ABOLITION DU DISCERNEMENT ET IRRESPONSABILITE PENALE EN CAS DE CONSOMMATION DE DROGUE OU D'ALCOOL

Lorsque des personnes consomment de la drogue ou de l'alcool et commettent une infraction pénale, cette infraction est par principe poursuivie et condamnée avec circonstances aggravantes liées à la prise d'alcool ou de drogue.

Aussi, la peine pénale prononcée est supérieure à ce qu'elle aurait du / pu être en l'absence de prise de drogue ou alcool.

Toutefois, la Cour de cassation semble revenir sur cette position dans un arrêt du 14 avril 2021 (Chambre Criminelle, n° 20-80.135)

LES FAITS :

Le 4 avril 2017 à 5 heures 35, des fonctionnaires de police du 11ème arrondissement de Paris sont intervenus au domicile de la famille X., à la suite d’un appel téléphonique avertissant que cette famille était victime d’une séquestration.
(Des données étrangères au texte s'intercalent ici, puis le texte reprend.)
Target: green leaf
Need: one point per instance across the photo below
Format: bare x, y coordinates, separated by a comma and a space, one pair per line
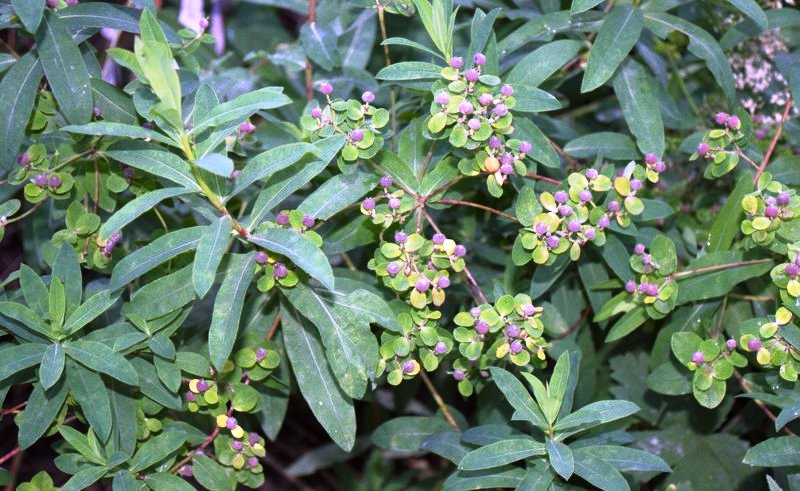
332, 408
136, 207
701, 44
65, 69
39, 414
18, 357
155, 253
228, 307
100, 357
407, 433
561, 459
775, 452
156, 449
19, 87
501, 453
637, 98
29, 12
618, 34
301, 251
211, 248
52, 366
242, 107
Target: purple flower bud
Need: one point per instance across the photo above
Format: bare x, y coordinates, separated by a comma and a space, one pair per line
357, 135
500, 110
282, 218
512, 331
485, 99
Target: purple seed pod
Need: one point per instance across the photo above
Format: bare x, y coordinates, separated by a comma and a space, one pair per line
282, 218
280, 271
512, 331
357, 135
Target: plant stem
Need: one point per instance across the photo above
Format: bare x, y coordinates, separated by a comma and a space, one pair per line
439, 401
774, 141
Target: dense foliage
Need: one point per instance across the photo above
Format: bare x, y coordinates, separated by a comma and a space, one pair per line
533, 244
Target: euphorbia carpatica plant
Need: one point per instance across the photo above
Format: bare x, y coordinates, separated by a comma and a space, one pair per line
203, 239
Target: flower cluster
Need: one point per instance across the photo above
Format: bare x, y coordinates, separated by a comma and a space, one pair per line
767, 208
510, 330
395, 208
473, 111
358, 121
419, 270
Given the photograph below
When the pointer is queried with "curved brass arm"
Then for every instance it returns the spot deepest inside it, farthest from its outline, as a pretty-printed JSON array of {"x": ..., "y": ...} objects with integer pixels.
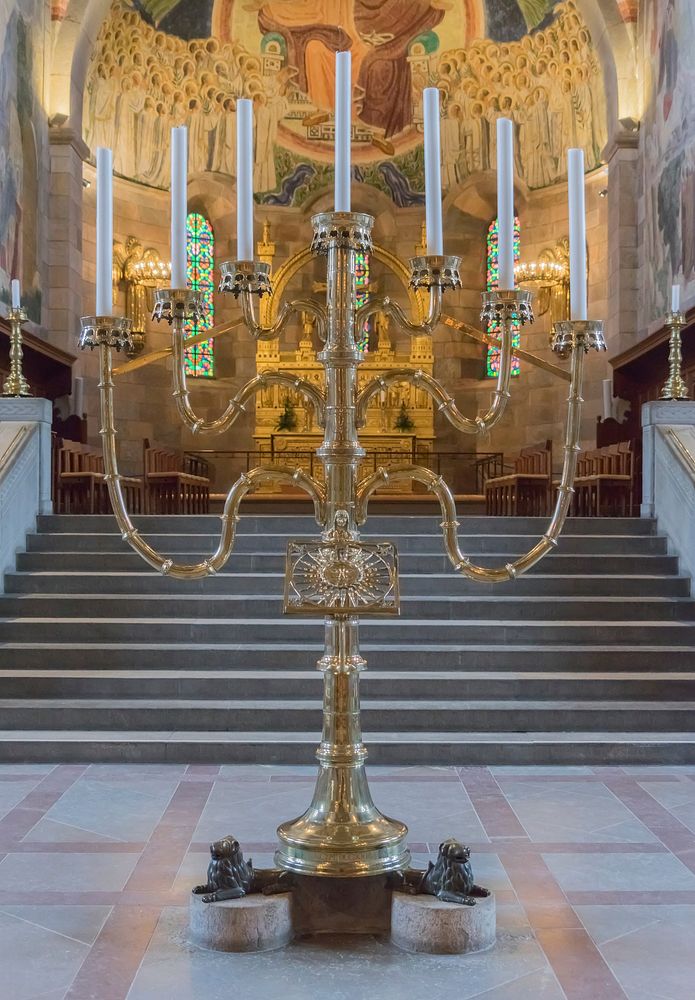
[
  {"x": 436, "y": 485},
  {"x": 245, "y": 482},
  {"x": 259, "y": 332},
  {"x": 383, "y": 304},
  {"x": 236, "y": 405},
  {"x": 446, "y": 404}
]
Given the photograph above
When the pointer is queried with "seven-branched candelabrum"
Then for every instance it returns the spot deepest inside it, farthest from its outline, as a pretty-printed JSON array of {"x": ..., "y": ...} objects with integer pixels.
[{"x": 338, "y": 576}]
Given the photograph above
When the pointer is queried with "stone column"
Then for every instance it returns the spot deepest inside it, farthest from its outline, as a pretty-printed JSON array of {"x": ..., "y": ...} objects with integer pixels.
[
  {"x": 673, "y": 413},
  {"x": 67, "y": 151},
  {"x": 621, "y": 155},
  {"x": 32, "y": 410}
]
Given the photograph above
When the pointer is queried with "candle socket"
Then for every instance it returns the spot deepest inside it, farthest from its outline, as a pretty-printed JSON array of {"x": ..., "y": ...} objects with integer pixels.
[
  {"x": 507, "y": 305},
  {"x": 572, "y": 333},
  {"x": 15, "y": 384},
  {"x": 248, "y": 276},
  {"x": 435, "y": 271},
  {"x": 184, "y": 304},
  {"x": 106, "y": 331},
  {"x": 674, "y": 387},
  {"x": 343, "y": 230}
]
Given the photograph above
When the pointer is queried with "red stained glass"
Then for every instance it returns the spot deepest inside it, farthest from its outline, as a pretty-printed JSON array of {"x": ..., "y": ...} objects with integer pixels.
[{"x": 200, "y": 253}]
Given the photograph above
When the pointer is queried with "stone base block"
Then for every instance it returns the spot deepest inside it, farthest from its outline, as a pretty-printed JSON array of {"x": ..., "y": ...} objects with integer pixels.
[
  {"x": 425, "y": 924},
  {"x": 252, "y": 923}
]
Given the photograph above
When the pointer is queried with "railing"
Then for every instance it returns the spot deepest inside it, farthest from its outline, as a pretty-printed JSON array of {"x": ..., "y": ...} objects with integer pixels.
[{"x": 466, "y": 471}]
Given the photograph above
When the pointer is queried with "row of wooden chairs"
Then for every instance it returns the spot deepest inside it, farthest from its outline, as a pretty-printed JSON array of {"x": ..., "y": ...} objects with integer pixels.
[
  {"x": 172, "y": 483},
  {"x": 524, "y": 492},
  {"x": 605, "y": 484},
  {"x": 79, "y": 485},
  {"x": 606, "y": 481}
]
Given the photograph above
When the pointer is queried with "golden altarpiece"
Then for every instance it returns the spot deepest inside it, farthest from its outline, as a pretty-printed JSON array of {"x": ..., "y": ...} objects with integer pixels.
[{"x": 399, "y": 421}]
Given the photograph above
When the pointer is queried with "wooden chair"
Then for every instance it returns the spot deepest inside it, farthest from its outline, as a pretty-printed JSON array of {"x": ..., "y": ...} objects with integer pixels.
[
  {"x": 174, "y": 483},
  {"x": 606, "y": 480},
  {"x": 525, "y": 492},
  {"x": 79, "y": 481}
]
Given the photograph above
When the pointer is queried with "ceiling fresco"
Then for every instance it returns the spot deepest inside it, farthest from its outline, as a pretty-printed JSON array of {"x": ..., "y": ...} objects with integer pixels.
[{"x": 159, "y": 63}]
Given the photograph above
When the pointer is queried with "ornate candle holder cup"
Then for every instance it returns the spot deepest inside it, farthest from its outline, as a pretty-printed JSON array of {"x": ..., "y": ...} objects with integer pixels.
[
  {"x": 675, "y": 386},
  {"x": 15, "y": 384}
]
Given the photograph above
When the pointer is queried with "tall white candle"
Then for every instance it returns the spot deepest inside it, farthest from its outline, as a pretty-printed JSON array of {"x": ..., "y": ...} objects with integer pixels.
[
  {"x": 179, "y": 204},
  {"x": 675, "y": 298},
  {"x": 607, "y": 385},
  {"x": 104, "y": 304},
  {"x": 505, "y": 202},
  {"x": 433, "y": 172},
  {"x": 343, "y": 127},
  {"x": 244, "y": 179},
  {"x": 577, "y": 216}
]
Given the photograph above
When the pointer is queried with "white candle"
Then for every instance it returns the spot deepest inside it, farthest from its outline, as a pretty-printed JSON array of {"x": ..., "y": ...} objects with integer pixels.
[
  {"x": 104, "y": 304},
  {"x": 607, "y": 384},
  {"x": 244, "y": 179},
  {"x": 505, "y": 202},
  {"x": 433, "y": 172},
  {"x": 675, "y": 298},
  {"x": 179, "y": 204},
  {"x": 343, "y": 127},
  {"x": 577, "y": 218}
]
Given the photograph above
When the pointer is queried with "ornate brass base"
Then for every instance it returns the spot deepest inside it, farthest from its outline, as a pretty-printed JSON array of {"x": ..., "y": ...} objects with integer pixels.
[{"x": 342, "y": 834}]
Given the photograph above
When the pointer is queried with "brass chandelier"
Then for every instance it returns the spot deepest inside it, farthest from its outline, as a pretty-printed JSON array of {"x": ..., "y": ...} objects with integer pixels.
[{"x": 338, "y": 575}]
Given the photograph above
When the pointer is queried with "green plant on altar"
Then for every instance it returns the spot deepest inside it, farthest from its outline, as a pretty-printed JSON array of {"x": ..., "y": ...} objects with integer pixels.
[
  {"x": 403, "y": 422},
  {"x": 288, "y": 417}
]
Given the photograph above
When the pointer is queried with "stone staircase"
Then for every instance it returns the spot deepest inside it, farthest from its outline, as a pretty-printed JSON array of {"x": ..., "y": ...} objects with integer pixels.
[{"x": 588, "y": 658}]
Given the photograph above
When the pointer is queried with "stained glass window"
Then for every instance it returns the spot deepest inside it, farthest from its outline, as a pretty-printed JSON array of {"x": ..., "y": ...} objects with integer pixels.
[
  {"x": 493, "y": 353},
  {"x": 362, "y": 286},
  {"x": 200, "y": 259}
]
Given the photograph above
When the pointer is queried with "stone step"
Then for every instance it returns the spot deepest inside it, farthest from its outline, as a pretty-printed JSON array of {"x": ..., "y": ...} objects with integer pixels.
[
  {"x": 270, "y": 657},
  {"x": 296, "y": 629},
  {"x": 209, "y": 524},
  {"x": 539, "y": 584},
  {"x": 232, "y": 607},
  {"x": 299, "y": 715},
  {"x": 195, "y": 545},
  {"x": 434, "y": 747},
  {"x": 127, "y": 561},
  {"x": 375, "y": 684}
]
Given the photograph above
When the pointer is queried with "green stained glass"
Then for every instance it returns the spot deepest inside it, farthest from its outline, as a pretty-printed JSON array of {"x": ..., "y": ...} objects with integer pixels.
[
  {"x": 200, "y": 260},
  {"x": 362, "y": 288},
  {"x": 493, "y": 353}
]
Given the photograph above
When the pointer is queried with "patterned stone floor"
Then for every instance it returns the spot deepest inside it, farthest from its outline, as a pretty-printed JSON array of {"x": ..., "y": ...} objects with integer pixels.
[{"x": 593, "y": 868}]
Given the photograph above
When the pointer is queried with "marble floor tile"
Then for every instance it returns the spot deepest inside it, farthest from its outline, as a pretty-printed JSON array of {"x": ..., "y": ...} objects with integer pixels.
[
  {"x": 12, "y": 793},
  {"x": 573, "y": 812},
  {"x": 31, "y": 769},
  {"x": 329, "y": 967},
  {"x": 431, "y": 811},
  {"x": 35, "y": 960},
  {"x": 81, "y": 923},
  {"x": 44, "y": 872},
  {"x": 122, "y": 810},
  {"x": 619, "y": 872},
  {"x": 650, "y": 950}
]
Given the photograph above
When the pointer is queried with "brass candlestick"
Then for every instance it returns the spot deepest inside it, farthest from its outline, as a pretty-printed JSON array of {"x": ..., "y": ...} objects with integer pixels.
[
  {"x": 15, "y": 384},
  {"x": 338, "y": 576},
  {"x": 674, "y": 386}
]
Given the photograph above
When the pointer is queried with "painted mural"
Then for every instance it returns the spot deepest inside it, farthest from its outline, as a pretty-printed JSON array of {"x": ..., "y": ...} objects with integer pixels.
[
  {"x": 159, "y": 63},
  {"x": 21, "y": 148},
  {"x": 668, "y": 155}
]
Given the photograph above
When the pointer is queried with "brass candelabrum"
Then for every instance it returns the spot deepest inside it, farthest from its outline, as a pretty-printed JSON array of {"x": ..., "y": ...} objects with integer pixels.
[
  {"x": 674, "y": 387},
  {"x": 15, "y": 384},
  {"x": 338, "y": 576}
]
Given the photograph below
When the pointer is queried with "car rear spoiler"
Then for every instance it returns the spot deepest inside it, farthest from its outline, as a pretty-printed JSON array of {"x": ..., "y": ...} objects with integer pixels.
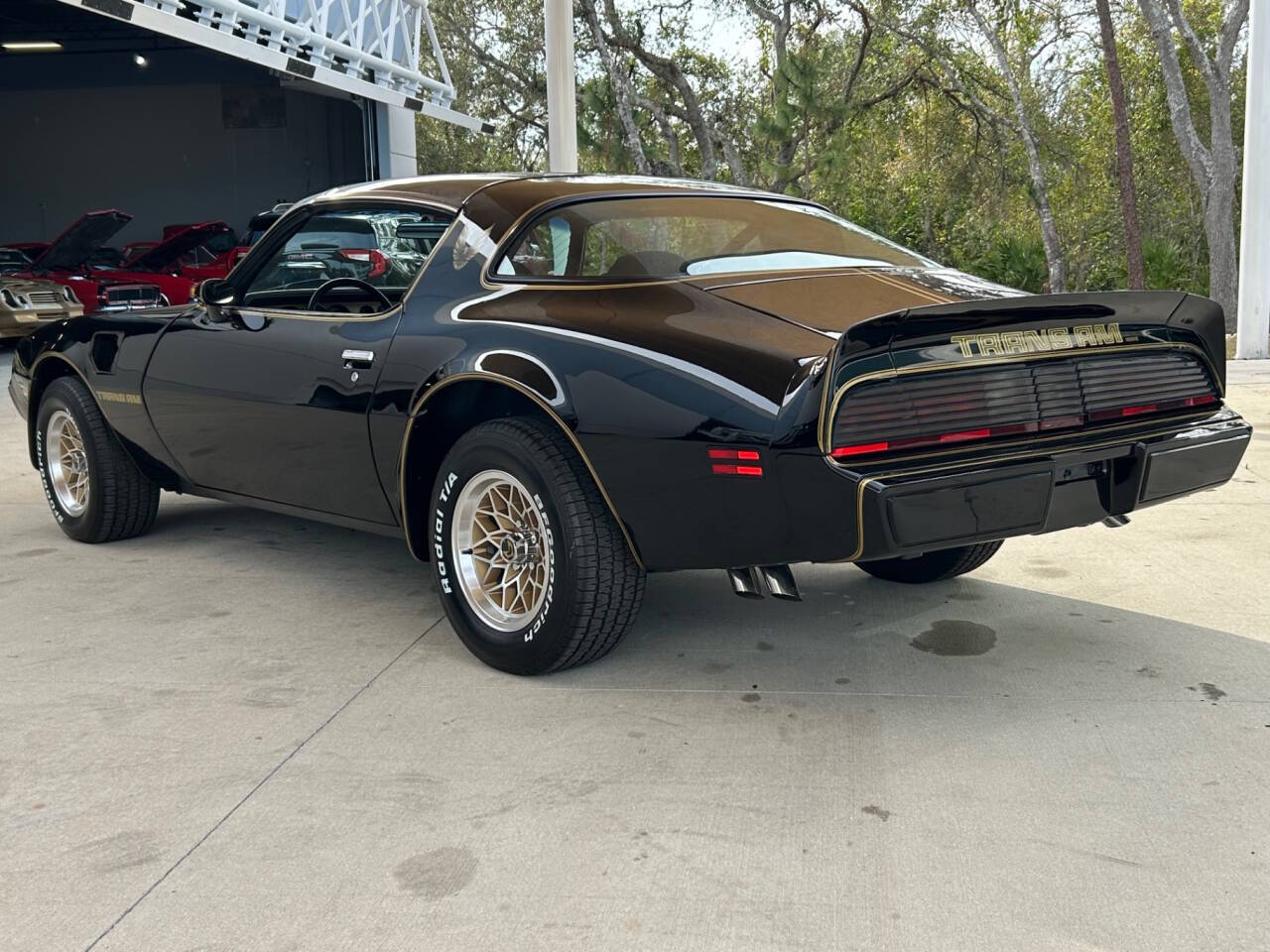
[
  {"x": 1021, "y": 325},
  {"x": 983, "y": 330}
]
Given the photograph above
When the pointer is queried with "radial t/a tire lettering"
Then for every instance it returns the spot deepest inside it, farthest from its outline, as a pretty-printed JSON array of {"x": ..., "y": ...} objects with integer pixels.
[
  {"x": 530, "y": 563},
  {"x": 91, "y": 485}
]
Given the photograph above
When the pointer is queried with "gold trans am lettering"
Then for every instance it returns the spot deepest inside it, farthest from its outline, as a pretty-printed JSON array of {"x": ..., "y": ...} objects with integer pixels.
[
  {"x": 113, "y": 397},
  {"x": 1029, "y": 341}
]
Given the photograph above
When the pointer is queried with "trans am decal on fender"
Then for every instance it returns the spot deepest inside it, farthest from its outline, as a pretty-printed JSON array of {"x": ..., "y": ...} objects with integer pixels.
[{"x": 549, "y": 386}]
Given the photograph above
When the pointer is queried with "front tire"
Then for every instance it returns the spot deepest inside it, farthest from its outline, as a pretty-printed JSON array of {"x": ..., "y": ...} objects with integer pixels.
[
  {"x": 94, "y": 489},
  {"x": 532, "y": 569},
  {"x": 933, "y": 566}
]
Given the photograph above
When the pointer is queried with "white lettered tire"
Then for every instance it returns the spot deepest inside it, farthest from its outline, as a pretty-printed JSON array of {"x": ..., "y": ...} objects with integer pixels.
[
  {"x": 532, "y": 569},
  {"x": 94, "y": 489}
]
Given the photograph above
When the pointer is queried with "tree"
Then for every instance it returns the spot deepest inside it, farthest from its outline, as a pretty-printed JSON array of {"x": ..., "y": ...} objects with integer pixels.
[
  {"x": 1123, "y": 151},
  {"x": 1215, "y": 167},
  {"x": 1023, "y": 126}
]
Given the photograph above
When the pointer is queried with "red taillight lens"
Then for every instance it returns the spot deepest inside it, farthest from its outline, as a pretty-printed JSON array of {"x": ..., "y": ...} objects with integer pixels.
[
  {"x": 733, "y": 454},
  {"x": 1014, "y": 400},
  {"x": 742, "y": 462}
]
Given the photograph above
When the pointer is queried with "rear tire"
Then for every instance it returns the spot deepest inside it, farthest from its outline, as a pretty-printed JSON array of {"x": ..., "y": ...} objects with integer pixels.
[
  {"x": 531, "y": 565},
  {"x": 94, "y": 489},
  {"x": 933, "y": 566}
]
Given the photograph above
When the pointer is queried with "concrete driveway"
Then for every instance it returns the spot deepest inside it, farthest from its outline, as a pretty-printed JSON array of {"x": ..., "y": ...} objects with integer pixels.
[{"x": 250, "y": 733}]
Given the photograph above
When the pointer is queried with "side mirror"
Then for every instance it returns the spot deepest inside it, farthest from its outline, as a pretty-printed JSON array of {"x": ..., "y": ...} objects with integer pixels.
[{"x": 214, "y": 294}]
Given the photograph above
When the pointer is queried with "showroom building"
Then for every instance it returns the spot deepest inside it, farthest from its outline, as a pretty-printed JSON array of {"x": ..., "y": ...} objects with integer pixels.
[{"x": 180, "y": 112}]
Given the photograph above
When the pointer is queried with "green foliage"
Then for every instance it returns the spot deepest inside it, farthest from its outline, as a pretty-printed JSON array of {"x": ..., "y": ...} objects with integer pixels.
[{"x": 885, "y": 137}]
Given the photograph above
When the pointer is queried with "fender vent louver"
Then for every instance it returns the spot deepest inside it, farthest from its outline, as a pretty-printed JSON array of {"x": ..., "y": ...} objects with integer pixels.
[{"x": 105, "y": 348}]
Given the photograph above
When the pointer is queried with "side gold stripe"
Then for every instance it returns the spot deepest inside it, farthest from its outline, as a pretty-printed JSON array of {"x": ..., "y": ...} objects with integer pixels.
[
  {"x": 543, "y": 405},
  {"x": 916, "y": 291}
]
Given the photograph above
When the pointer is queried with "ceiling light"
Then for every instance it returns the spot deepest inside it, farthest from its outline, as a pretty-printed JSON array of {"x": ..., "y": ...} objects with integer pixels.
[{"x": 37, "y": 46}]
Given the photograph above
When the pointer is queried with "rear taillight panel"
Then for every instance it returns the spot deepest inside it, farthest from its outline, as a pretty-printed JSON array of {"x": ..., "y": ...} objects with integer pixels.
[{"x": 921, "y": 411}]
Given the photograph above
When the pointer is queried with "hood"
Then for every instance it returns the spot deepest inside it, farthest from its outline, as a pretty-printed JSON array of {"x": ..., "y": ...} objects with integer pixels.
[
  {"x": 835, "y": 301},
  {"x": 26, "y": 286},
  {"x": 71, "y": 249},
  {"x": 166, "y": 255}
]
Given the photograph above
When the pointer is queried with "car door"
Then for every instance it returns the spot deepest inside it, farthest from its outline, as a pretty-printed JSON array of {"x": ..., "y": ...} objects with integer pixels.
[{"x": 267, "y": 395}]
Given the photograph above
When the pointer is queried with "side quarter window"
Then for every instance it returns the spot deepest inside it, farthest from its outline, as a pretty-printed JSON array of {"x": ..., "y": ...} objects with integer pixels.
[
  {"x": 544, "y": 252},
  {"x": 380, "y": 246}
]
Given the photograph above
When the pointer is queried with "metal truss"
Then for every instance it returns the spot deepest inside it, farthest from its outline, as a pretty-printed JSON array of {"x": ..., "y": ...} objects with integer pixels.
[{"x": 363, "y": 48}]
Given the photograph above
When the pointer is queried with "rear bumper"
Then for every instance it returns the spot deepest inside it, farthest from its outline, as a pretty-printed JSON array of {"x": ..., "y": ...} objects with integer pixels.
[{"x": 942, "y": 506}]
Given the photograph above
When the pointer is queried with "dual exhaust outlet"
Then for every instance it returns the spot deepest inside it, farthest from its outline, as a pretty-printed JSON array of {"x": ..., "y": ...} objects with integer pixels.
[{"x": 757, "y": 580}]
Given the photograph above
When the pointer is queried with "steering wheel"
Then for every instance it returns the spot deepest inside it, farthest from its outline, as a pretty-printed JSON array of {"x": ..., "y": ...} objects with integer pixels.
[{"x": 371, "y": 291}]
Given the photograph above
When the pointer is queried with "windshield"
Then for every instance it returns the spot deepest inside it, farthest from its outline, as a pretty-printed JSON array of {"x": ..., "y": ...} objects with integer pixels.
[{"x": 685, "y": 235}]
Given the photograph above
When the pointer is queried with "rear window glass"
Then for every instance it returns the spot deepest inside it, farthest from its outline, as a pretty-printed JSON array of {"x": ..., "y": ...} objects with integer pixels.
[{"x": 686, "y": 235}]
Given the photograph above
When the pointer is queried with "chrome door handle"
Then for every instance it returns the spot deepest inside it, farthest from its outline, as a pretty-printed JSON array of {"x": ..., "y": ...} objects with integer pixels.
[{"x": 358, "y": 358}]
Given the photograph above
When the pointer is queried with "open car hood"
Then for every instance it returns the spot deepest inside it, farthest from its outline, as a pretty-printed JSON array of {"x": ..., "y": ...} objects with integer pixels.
[
  {"x": 164, "y": 255},
  {"x": 72, "y": 248}
]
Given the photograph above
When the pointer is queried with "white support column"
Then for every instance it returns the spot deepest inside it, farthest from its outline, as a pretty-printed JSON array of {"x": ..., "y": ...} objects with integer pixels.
[
  {"x": 394, "y": 126},
  {"x": 562, "y": 90},
  {"x": 1255, "y": 221}
]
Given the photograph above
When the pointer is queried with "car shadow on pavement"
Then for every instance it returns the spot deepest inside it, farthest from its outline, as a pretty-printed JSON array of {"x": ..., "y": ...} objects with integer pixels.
[{"x": 849, "y": 634}]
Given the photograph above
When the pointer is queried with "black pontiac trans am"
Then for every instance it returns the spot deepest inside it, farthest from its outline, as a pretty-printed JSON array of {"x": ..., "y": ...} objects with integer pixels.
[{"x": 553, "y": 385}]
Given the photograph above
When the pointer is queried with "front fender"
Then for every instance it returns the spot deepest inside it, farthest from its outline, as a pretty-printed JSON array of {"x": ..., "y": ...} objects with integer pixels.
[{"x": 108, "y": 353}]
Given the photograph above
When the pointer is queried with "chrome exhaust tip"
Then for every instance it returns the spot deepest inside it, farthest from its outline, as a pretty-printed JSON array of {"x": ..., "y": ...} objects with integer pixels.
[
  {"x": 744, "y": 581},
  {"x": 779, "y": 581}
]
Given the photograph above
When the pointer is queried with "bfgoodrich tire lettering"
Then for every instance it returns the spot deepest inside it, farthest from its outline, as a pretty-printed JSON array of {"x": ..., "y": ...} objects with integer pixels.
[
  {"x": 933, "y": 566},
  {"x": 118, "y": 500},
  {"x": 561, "y": 532}
]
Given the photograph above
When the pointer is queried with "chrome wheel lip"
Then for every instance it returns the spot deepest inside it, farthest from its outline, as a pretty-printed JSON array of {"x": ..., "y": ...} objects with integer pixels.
[
  {"x": 502, "y": 548},
  {"x": 66, "y": 462}
]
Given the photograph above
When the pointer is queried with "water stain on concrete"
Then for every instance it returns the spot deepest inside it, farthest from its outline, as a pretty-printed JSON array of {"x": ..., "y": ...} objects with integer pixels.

Après avoir forcé la porte, les policiers ont interpellé M. Y dans la pièce principale, en train de réciter des versets du Coran.

Dans le même temps, les policiers ont découvert le corps sans vie d’une femme, Mme Z. Les premiers éléments ont montré qu’elle était tombée du balcon d’un appartement situé dans l’immeuble contigu.

Une information judiciaire a été ouverte le 14 avril 2017 des chefs d’homicide volontaire et d’arrestation, enlèvement, détention ou séquestration avec absence de libération volontaire avant le septième jour.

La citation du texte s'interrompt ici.